I have a piecewise function:
$$ f(t) = \begin{cases} 7 & 0 < t < \pi \\ -7 & \pi < t < 2\pi \end{cases} $$
and it's assumed that when f (t) is extended to the negative t-axis in a periodic manner, the resulting function is even. Therefore, the particular solution is a cosine series.
The differential equation given is: $$ 8 \frac{d^2x}{dt^2} + 9x = f(t) $$
The particular solution is in the form of: $$ x_p(t) = \sum_{n=1}^{\infty} A_n \ \cos{\frac{n\pi t}{p}} $$
Problem: I am trying to retrieve $A_n$.
I tried to find the particular solution using the method of undetermined coefficients:
$$ x_c (t) = c_1\cos{\frac{3}{2\sqrt{2}}t} + c_2\sin{\frac{3}{2\sqrt{2}}t}\\ x_p (t) = C \cdot A_n \cos{\frac{n\pi t}{2 \pi}} $$
Using $C \cdot A_n \cos{\frac{nt}{2}}$, differentiating and plugging into the DE:
$$ 8(\frac{-Cn^2}{4} \cdot A_n \cos{\frac{nt}{2}}) + 9(C \cdot A_n \cos{\frac{nt}{2}}) = C \cdot A_n \cos{\frac{nt}{2}} \\ C = (9-2n^2) $$
Finding $A_n$ using Fourier Cosine series and @Dylan's answer: $$ \frac{1}{\pi} \int_{0}^{\pi} 7 \cos{\frac{n}{2}t} \ dt + \frac{1}{\pi} \int_{\pi}^{2\pi} -7 \cos{\frac{n}{2}t} \ dt = 28 \frac{\sin{\frac{n}{2}n\pi}}{n\pi} $$
Using $C = (9-2n^2)$: $$ \sum_{n=1}^{\infty} A_n (9-2n^2) \cos{\frac{n}{2}t} = \sum_{n=1}^{\infty} 28 \frac{\sin{\frac{n}{2}\pi}}{n\pi} \cos{\frac{n}{2}t}\\ A_n = 28 \frac{\sin{\frac{n}{2}\pi}}{n\pi(9-2n^2)} $$
You should have noticed that $\sin(n\pi)=0$. This is the first sign that your answer is wrong.

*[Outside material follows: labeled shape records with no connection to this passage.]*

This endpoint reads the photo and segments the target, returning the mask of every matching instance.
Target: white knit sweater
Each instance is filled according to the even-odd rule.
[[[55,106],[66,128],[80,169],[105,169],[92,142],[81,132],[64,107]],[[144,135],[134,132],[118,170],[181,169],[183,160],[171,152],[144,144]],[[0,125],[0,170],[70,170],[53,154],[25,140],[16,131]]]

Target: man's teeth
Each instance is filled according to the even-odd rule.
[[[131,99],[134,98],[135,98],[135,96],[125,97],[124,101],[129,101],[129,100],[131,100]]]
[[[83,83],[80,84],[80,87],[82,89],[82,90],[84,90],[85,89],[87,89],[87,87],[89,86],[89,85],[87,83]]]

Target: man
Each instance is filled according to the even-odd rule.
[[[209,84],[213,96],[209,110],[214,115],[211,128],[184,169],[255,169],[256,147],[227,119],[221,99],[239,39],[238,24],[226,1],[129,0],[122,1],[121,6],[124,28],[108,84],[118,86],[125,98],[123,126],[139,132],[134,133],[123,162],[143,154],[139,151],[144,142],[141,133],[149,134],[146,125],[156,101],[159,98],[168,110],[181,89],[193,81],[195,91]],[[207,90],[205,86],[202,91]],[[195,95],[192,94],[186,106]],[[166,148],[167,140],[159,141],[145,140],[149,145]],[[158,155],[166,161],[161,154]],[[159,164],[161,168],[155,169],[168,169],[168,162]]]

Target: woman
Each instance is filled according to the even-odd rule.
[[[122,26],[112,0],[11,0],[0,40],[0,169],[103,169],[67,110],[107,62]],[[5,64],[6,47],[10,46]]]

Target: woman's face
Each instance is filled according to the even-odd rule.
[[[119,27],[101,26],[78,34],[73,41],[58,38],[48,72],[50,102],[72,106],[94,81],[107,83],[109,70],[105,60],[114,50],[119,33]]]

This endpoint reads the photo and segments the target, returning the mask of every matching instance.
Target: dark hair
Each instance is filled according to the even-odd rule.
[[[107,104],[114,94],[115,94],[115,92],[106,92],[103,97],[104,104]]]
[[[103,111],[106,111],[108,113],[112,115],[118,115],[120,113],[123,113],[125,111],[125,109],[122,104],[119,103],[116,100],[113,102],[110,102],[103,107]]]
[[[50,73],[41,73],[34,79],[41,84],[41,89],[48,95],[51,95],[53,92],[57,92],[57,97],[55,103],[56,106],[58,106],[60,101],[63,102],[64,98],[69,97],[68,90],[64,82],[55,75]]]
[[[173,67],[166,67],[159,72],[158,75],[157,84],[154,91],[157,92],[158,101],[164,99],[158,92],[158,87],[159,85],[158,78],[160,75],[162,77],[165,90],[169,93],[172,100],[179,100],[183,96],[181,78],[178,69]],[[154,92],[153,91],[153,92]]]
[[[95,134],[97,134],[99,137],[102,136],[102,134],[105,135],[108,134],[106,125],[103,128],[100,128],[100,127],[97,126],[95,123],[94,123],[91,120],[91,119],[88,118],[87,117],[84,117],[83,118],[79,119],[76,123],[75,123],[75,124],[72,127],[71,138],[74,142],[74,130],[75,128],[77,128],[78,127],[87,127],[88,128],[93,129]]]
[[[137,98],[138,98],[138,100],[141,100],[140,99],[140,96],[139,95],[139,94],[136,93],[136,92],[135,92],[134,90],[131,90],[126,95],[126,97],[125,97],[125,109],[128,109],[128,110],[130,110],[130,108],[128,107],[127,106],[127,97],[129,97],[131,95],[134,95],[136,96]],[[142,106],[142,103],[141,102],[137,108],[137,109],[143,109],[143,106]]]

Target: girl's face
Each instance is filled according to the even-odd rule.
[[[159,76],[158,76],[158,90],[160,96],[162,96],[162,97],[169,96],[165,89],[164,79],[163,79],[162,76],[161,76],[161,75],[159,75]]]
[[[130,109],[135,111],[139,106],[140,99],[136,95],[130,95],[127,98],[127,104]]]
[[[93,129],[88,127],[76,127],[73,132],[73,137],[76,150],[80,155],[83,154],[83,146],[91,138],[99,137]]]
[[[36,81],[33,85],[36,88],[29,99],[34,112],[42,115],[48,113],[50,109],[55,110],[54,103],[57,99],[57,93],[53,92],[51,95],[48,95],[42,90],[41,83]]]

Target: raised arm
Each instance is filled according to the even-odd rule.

Since $f(t)$ is an even function, its period is $4\pi$, not $2\pi$. Hence, $f(t)$ is represented accordingly as
$$ f(t) = A_0 + \sum_{n=1}^\infty A_n \cos\left( \frac{n}{2}t \right) $$
Integration should be over $[0,2\pi]$. You have two separate integrals to do here: one for the constant term and one for $n\ne 0$
\begin{align} A_0 &= \frac{\int_0^{2\pi} f(t)\ dt}{\int_0^{2\pi} 1\ dt} = \frac{1}{2\pi}\int_0^{2\pi} f(t)\ dt \\ A_n &= \frac{\int_0^{2\pi} f(t)\cos\left( \frac{n}{2}t \right) dt }{\int_0^{2\pi} \cos^2 \left(\frac{n}{2}t\right)\ dt} = \frac{1}{\pi} \int_0^{2\pi} f(t)\cos\left( \frac{n}{2}t \right) dt \end{align}
You'll need to break them up into integrals over $[0,\pi]$ and $[\pi,2\pi]$, since $f(t)$ is piece-wise
Once you have the Fourier series of $f(t)$, you can make a guess for $x_p$ of the form
$$ x_p(t) = c_0 + \sum_{n=1}^\infty c_n\cos\left(\frac{n}{2}t\right) $$
Note that this expression corresponds to $p=2\pi$ in your given formula. Then
$$ 8\ddot{x}_p + 9x_p = 9c_0 + \sum_{n=1}^\infty (9-2n^2)c_n\cos\left(\frac{n}{2}t\right) $$
Comparing coefficients gives
\begin{align} 9c_0 &= A_0 \\ (9-2n^2)c_n &= A_n \end{align}
In this example, you conveniently have $A_0=0$. But this is not true for the general case, so the constant term should always be considered.